Jean-Michel Meurice

 

Jean-Michel Meurice (Lille, 1938 – Paris, 2022).

A student at the École des Beaux-Arts in Tournai, his youth was marked by a dual passion for painting and cinema. In 1960, while serving in the army in Algeria, he produced one of his first works that brought his two passions together: a three-hundred-metre-long painted film whose motif is composed solely of the repetitive traces of fingers and brushes; projected onto a screen, it is transformed into a moving painting lasting ten minutes. Since then he has pursued a dual career as a painter and film-maker.

In 1963 he made his first trip to the United States, where he discovered painting that was free of codes, the abstraction of Ad Reinhardt and the dripping and all-over processes that had made Pollock famous.
He painted repetitive shapes (stripes or dots) on large formats, using spray cans or sponges. The traditional canvas was often replaced by plastic sheeting or other unusual supports. In 1966 he exhibited at Jean Fournier’s in Paris with Hantaï, Degottex, Buraglio, Parmentier and Rouan, and was one of the co-founders of the Support/Surface movement.

Alongside his work as a painter, he has been involved in a number of audiovisual projects since 1960. He began his work as a film-maker with a series of portraits of artists (Bram Van Velde, Sonia Delaunay, Alberto Burri, etc.), making 13 short films on art. His documentary films, which have already won 7 d’Or awards, were awarded the Grand Prix National de la Création Audiovisuelle in 1992 and the Grand Prix de la SCAM in 2010.

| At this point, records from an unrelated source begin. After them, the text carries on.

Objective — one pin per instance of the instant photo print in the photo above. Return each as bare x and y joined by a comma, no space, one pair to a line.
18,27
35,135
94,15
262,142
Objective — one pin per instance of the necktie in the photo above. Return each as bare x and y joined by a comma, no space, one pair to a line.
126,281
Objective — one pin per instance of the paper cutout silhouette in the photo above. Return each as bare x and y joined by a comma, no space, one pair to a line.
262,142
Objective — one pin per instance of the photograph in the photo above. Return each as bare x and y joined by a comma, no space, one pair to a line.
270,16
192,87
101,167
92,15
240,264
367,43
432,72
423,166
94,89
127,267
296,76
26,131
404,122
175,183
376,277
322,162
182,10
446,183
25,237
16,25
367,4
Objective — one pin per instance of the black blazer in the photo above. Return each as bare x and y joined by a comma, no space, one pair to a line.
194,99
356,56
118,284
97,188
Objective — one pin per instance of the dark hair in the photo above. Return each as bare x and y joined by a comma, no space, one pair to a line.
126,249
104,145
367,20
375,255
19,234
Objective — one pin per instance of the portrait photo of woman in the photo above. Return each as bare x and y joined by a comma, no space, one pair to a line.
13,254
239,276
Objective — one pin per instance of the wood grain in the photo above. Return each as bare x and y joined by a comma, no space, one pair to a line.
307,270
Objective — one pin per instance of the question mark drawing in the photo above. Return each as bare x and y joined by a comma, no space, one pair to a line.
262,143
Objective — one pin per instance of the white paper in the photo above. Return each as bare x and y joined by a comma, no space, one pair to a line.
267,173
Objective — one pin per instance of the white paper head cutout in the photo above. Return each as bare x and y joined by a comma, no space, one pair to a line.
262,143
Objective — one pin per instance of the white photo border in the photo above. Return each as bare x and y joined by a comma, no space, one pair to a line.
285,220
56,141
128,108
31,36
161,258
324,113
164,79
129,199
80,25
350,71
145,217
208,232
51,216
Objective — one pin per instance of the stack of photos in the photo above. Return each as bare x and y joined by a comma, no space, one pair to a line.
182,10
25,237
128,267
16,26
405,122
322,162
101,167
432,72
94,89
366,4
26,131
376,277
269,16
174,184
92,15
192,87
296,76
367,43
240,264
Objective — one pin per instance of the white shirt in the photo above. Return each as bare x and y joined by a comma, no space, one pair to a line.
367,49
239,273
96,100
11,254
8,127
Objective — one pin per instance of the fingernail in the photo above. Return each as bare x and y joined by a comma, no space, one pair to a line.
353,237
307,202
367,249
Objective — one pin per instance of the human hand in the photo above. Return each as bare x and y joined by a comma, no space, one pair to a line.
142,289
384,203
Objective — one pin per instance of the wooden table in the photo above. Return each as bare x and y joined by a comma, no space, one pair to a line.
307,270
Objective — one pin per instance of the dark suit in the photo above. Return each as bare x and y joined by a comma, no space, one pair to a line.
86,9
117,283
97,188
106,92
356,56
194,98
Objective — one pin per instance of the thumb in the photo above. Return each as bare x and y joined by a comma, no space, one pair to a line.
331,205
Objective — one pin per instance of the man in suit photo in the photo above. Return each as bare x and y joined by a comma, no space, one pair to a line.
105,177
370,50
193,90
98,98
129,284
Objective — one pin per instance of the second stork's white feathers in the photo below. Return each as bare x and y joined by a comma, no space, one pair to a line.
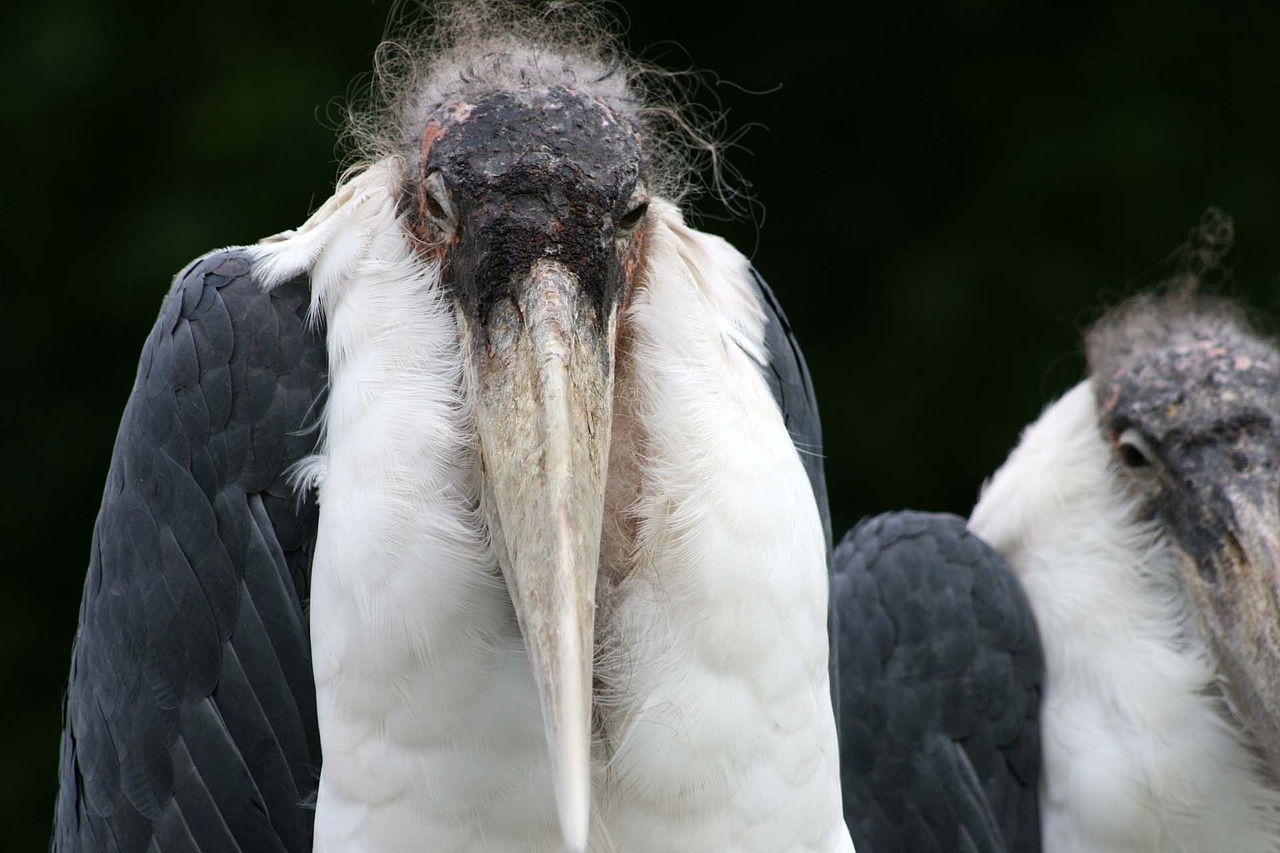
1139,749
714,714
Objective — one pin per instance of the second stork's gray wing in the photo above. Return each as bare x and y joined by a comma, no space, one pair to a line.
190,714
938,689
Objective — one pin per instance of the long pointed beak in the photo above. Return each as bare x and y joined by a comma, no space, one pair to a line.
542,368
1237,583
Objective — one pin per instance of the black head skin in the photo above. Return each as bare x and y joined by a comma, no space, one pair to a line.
1189,398
520,176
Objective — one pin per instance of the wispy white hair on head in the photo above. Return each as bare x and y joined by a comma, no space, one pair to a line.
465,49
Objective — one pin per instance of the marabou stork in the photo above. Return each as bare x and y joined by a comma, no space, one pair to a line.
1139,516
494,482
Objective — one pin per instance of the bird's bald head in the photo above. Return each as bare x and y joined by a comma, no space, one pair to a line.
1189,398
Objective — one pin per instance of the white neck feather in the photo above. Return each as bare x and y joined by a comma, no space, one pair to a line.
1139,751
718,730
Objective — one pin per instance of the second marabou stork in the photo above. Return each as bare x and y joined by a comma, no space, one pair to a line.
1136,529
494,483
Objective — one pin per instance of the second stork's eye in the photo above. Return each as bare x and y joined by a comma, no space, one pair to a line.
631,218
1133,450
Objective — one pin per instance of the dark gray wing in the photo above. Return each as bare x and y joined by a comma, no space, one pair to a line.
190,716
789,378
940,685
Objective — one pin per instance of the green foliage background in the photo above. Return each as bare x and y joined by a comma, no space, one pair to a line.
949,194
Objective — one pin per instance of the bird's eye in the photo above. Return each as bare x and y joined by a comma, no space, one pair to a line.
435,199
631,218
1133,450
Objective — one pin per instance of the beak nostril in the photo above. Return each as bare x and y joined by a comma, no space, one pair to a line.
503,325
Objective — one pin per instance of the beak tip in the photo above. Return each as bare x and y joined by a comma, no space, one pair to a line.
574,820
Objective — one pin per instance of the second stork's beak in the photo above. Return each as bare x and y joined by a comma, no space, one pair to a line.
1234,576
542,368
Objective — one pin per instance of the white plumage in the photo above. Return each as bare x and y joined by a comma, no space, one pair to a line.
1141,752
717,724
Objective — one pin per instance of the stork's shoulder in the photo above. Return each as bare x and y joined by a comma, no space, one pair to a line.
190,699
938,680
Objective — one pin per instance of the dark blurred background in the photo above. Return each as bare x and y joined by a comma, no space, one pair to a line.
949,192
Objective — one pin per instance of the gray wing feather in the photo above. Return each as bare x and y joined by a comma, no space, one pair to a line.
190,716
787,375
940,685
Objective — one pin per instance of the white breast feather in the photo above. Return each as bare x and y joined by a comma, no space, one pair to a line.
726,738
722,735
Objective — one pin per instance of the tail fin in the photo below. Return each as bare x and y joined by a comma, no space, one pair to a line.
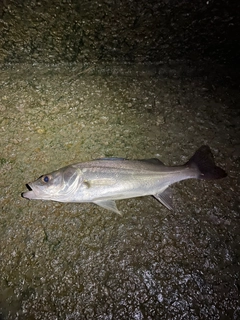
203,160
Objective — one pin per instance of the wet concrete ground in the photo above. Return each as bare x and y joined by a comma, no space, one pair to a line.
79,261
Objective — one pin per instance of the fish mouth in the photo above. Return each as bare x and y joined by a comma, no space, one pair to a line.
29,194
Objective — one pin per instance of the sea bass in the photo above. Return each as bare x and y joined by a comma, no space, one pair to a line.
102,181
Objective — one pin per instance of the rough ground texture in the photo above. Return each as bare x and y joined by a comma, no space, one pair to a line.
137,30
78,261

He has also had a major career in television, being one of the personalities behind the creation of the Franco-German television channel ARTE, of which he was director from 1986 to 1989.

Four of his “Pénélopes” are in the collections of the Centre Georges Pompidou, and he designed the ceiling at the Musée Picasso in Antibes. He was awarded the Grand Prix National in 1992 for his body of work. His work has been exhibited all over the world (Centre National des Arts Plastiques Paris, Musée d’Art moderne de Saint-Étienne, Musée Fabre, Fondation Maeght, Musée des Beaux-Arts de Lille, Hermitage Museum, Galerie Nationale du Jeu de Paume, Rio de Janeiro Museum, Madrid Museum of Contemporary Art, Tokyo Museum of Contemporary Art, etc.).